Ok, because I led you up the garden path with my previous answer, I ported this to give you an algorithm that works:
void Main()
{
double lat1=12.916933d,
lon1=77.562658d,
lat2=12.930140d,
lon2=77.587732d;
double dist = GetDistanceFromLatLonInKm(lat1, lon1, lat2, lon2);
// dist == 3.08890370651166 yay!
}
double GetDistanceFromLatLonInKm(double lat1,
double lon1,
double lat2,
double lon2) {
var R = 6371d; // Radius of the earth in km
var dLat = Deg2Rad(lat2 - lat1); // deg2rad below
var dLon = Deg2Rad(lon2 - lon1);
var a =
Math.Sin(dLat / 2d) * Math.Sin(dLat / 2d) +
Math.Cos(Deg2Rad(lat1)) * Math.Cos(Deg2Rad(lat2)) *
Math.Sin(dLon / 2d) * Math.Sin(dLon / 2d);
var c = 2d * Math.Atan2(Math.Sqrt(a), Math.Sqrt(1d - a));
var d = R * c; // Distance in km
return d;
}
double Deg2Rad(double deg) {
return deg * (Math.PI / 180d);
}
Your calculation appears to work correctly when you supply fixed values:
var lat1 = 0d;
var lon1 = 52d;
var lat2 = 0d;
var lon2 = -52d;
which rather implies that these conversions are failing:
double lat1 = Convert.ToDouble(TextBox1.Text);
double lon1 = Convert.ToDouble(TextBox2.Text);
double lat2 = Convert.ToDouble(TextBox3.Text);
double lon2 = Convert.ToDouble(TextBox4.Text);
If you're still having trouble, place a breakpoint on these lines and take a look at the values of TextBox1.Text etc.
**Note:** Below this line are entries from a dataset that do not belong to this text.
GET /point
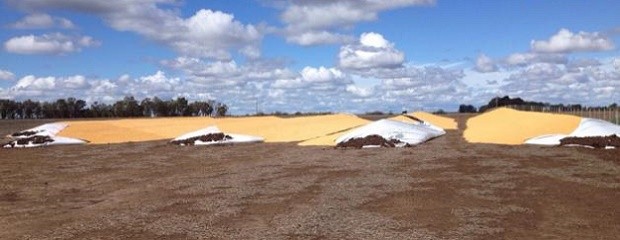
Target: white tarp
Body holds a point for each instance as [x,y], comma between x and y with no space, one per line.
[57,141]
[46,130]
[407,133]
[235,138]
[588,127]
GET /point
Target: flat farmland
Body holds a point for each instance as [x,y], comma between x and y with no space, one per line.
[443,189]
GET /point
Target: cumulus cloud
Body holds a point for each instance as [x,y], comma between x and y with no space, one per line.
[210,34]
[41,20]
[557,83]
[318,37]
[53,44]
[313,22]
[6,75]
[566,41]
[372,51]
[485,64]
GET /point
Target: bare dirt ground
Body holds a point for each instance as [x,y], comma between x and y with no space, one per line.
[444,189]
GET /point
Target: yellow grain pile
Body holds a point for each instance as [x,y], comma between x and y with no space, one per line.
[508,126]
[272,129]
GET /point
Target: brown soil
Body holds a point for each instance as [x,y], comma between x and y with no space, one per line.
[212,137]
[596,142]
[371,140]
[443,189]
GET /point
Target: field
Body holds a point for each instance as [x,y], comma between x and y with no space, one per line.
[443,189]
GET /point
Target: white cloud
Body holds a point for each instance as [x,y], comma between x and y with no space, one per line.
[524,59]
[157,82]
[210,34]
[485,64]
[41,20]
[566,41]
[556,83]
[363,92]
[318,37]
[6,75]
[53,44]
[372,51]
[313,22]
[31,82]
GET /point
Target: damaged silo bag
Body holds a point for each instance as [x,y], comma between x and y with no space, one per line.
[588,130]
[213,136]
[395,133]
[43,135]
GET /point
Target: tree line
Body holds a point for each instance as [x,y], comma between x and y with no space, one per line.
[507,101]
[127,107]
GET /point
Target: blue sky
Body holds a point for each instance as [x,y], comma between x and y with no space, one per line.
[337,55]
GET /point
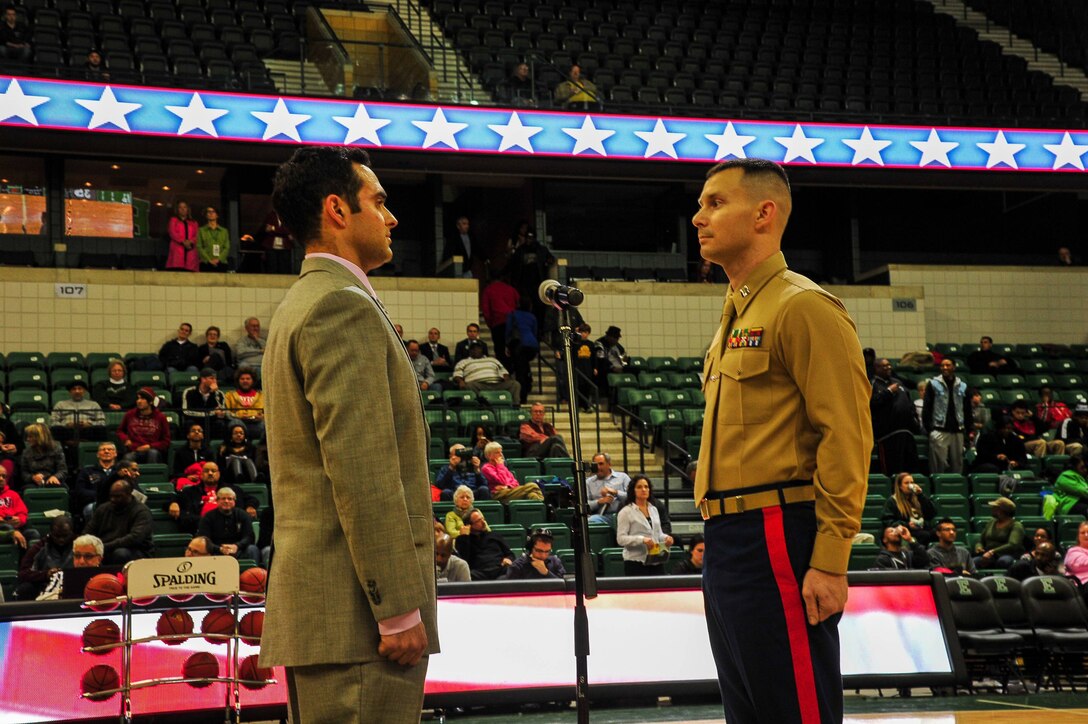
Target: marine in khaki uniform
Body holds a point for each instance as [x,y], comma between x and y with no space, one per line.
[783,466]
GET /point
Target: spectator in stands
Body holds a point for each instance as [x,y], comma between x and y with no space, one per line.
[1002,539]
[114,393]
[910,507]
[496,303]
[13,515]
[199,547]
[577,91]
[456,523]
[447,566]
[693,566]
[985,360]
[437,353]
[460,243]
[77,417]
[522,345]
[246,403]
[237,457]
[980,417]
[464,470]
[183,230]
[249,351]
[124,526]
[144,430]
[213,243]
[944,415]
[424,373]
[900,551]
[538,563]
[230,529]
[1074,431]
[93,69]
[181,354]
[894,422]
[639,530]
[479,372]
[501,480]
[1000,449]
[605,490]
[279,245]
[1076,557]
[471,334]
[1030,431]
[539,438]
[1071,488]
[520,89]
[1050,413]
[195,450]
[45,559]
[946,554]
[215,354]
[206,403]
[1045,560]
[91,480]
[42,462]
[486,553]
[14,37]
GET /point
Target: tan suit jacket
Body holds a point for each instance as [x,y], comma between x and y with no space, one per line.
[347,449]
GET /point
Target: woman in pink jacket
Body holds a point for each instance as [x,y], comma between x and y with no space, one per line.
[183,241]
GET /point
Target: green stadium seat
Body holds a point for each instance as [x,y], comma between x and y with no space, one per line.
[65,359]
[25,360]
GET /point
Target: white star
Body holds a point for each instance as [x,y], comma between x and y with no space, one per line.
[935,149]
[659,140]
[516,135]
[197,117]
[729,143]
[280,121]
[440,131]
[16,105]
[361,125]
[866,148]
[799,145]
[108,109]
[589,137]
[1002,151]
[1065,152]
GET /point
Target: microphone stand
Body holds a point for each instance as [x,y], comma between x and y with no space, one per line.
[585,577]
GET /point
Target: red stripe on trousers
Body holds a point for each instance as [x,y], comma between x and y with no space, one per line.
[795,620]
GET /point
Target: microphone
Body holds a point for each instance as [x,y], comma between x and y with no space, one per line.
[558,295]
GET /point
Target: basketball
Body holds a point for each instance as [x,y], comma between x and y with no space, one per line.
[101,677]
[200,664]
[250,627]
[173,625]
[254,580]
[101,632]
[218,621]
[101,587]
[248,671]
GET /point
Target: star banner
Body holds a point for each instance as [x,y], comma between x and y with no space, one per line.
[143,111]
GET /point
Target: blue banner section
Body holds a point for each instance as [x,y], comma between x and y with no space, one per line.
[476,130]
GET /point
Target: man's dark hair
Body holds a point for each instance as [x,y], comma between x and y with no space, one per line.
[756,167]
[308,178]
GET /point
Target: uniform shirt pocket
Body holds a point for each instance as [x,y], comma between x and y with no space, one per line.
[745,391]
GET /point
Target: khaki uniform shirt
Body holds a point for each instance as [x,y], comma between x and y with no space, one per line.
[787,399]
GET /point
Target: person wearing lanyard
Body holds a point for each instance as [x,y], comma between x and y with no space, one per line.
[782,476]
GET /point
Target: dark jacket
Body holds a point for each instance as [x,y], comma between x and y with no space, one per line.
[128,526]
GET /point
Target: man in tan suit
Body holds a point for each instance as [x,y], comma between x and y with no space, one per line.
[351,602]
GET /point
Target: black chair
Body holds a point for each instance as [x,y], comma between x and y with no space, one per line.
[988,649]
[1052,604]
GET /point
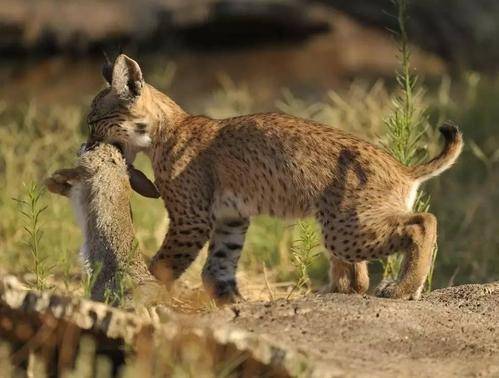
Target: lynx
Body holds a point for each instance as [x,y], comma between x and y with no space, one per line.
[214,175]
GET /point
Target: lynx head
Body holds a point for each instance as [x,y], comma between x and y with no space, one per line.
[120,113]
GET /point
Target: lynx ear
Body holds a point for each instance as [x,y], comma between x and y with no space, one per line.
[107,69]
[141,184]
[127,78]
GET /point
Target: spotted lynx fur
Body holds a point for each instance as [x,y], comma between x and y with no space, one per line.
[214,175]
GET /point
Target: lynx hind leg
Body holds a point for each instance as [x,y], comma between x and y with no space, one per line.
[219,272]
[416,235]
[344,276]
[182,244]
[62,181]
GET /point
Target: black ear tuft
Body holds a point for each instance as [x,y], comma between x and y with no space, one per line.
[107,69]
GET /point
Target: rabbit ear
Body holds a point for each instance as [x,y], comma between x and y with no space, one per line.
[141,184]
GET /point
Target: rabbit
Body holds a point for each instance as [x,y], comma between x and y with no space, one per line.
[100,189]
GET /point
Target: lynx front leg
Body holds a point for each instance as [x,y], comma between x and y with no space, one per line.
[219,272]
[347,277]
[185,238]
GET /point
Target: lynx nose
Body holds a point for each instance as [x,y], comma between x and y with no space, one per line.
[86,147]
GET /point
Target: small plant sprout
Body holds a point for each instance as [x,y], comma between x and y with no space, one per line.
[303,253]
[31,209]
[406,127]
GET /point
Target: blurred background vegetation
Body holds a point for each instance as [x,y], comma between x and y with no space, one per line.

For more predictable parsing of floating point numbers, it's best to supply culture information:
Convert.ToDouble("1.2", System.Globalization.CultureInfo.InvariantCulture)
Check if decimal delimiter is valid. It has to be comma or dot, depending on your regional settings.